There has been speculation that banks outside Europe could be badly damaged by the default of debt by several EU sovereign nations or the collapse of banks within their boarders. US and UK banks clearly hold paper in both the troubled countries and many of the financial firms. This may also be the case for banks in China and Japan. Some estimates of the amount of Greece, Spain, and Portugal debt held by Western firms range as high as $2.6 trillion.
Greece represents immediate financial risks for many banks, but serial failure of debt obligations across weak European nations could be catastrophic to the worldwide financial system. The Times of London reports that the FSA “is stress-testing Britain’s biggest banks over fears they could be hit by the growing financial problems of the eurozone.” The war games are based on looking at each European nation individually and then several in groups.

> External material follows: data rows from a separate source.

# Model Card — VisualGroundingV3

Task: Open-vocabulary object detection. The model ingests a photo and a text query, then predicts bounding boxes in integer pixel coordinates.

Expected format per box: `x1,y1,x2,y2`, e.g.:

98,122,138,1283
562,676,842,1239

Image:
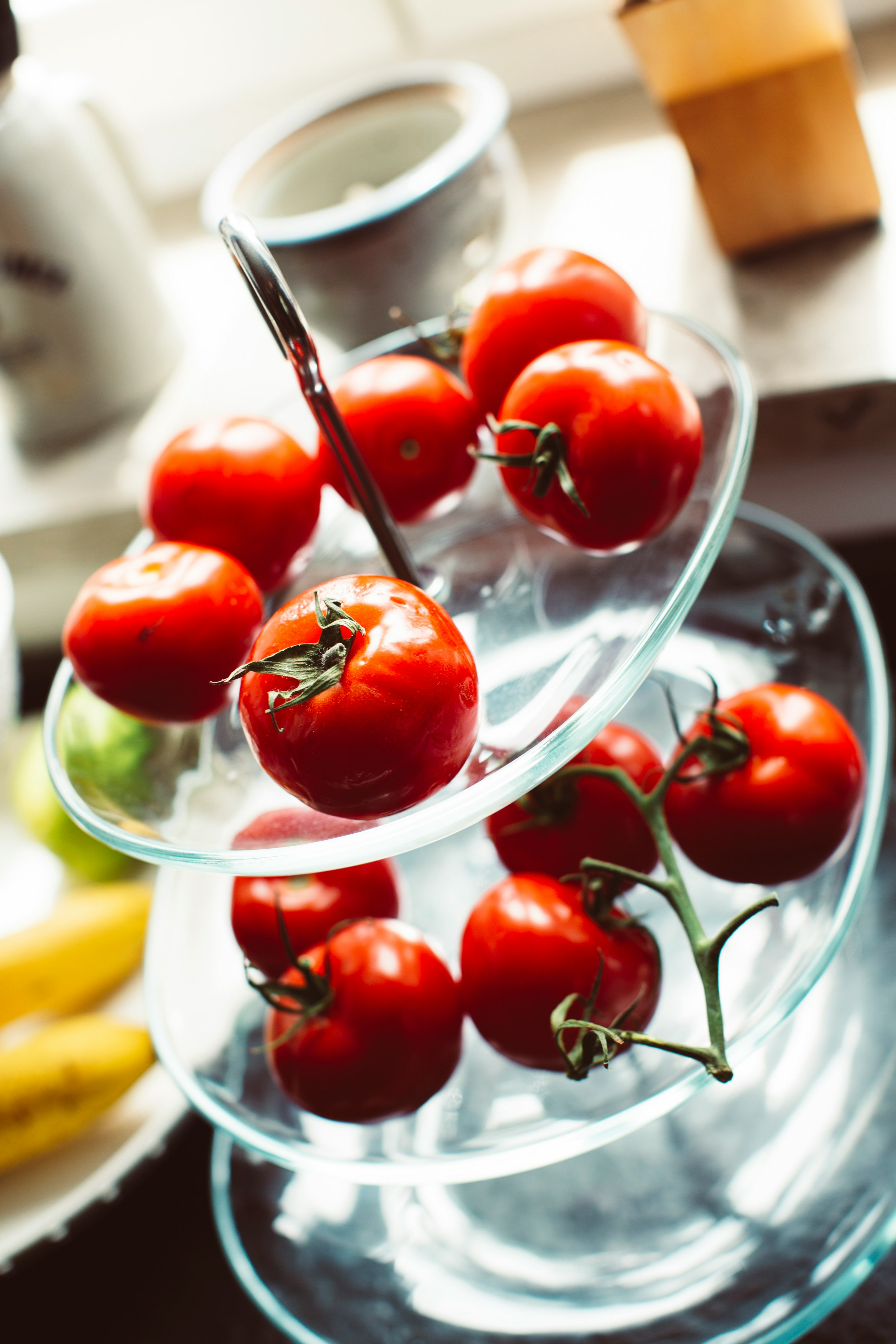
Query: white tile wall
15,0,406,199
394,0,607,46
13,0,896,200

The program is not unlike plans put forward by Congress for banks to create “living wills” in case they falter. These plans allow the financial firms to close themselves with as little risk as possible to the government or taxpayers. The philosophy behind them is that there is a way to keep a colossal bank collapse separated from the balance of the credit system. There is no proof that a firewall could be built against such a large blaze.
The US conducted stress tests on banks last year, but that clearly did not take into account dangers from European sovereign or bank debt. Those early tests were based on further damage in the housing market and drops in GDP. The Treasury and Fed have almost certainly begun an informal process of going through those exercises again.
Most bank executives, the IMF, and The World Bank have affirmed that the worst of the global bank crisis is over. That may prove to be one of the worst predictions since the credit crisis began two years ago.